As the complexity of electronic systems increases, designers adopt a re-use methodology where new products are assembled out of components. This is a common trend in many application domains. In consumer electronics, Systems-on-Chips (SoCs) integrate many different cores to provide tens of different functions. In automotive, modern cars rely on a distributed, networked embedded system that comprises hundreds of processors to provide comfort, fuel efficiency and entertainment. In large scale systems, such as avionics and building automation, networked distributed controllers are used to provide comfort, safety and energy efficiency.

Since the system behavior depends not only on the components, but also on the way in which they interact, architecting their interconnection is a critical step in the overall design flow. Being subject to tight performance and cost constraints, the design of the interconnection architecture needs to be tailored to the specific system application. This task is too complex to be done by hand, considering also the heterogeneous nature of these systems.
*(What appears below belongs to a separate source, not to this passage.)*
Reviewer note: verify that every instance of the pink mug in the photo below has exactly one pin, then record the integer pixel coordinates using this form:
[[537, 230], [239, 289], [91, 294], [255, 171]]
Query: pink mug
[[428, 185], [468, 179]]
Therefore, there is a need for communication synthesis tools that, starting from a characterization of the communication constraints among the components and the library of available communication building blocks, automatically derive an optimal interconnection architecture.

In this thesis I argue that the essence of the communication synthesis problem is invariant to the application domain. I introduce a formal framework to capture the communication constraints, the library of communication building blocks, and the rules to compose them. Using this framework, I formulate a general communication synthesis problem. I show the generality of the approach by formulating and solving the problem in two different domains: system-on-chips and building automation systems.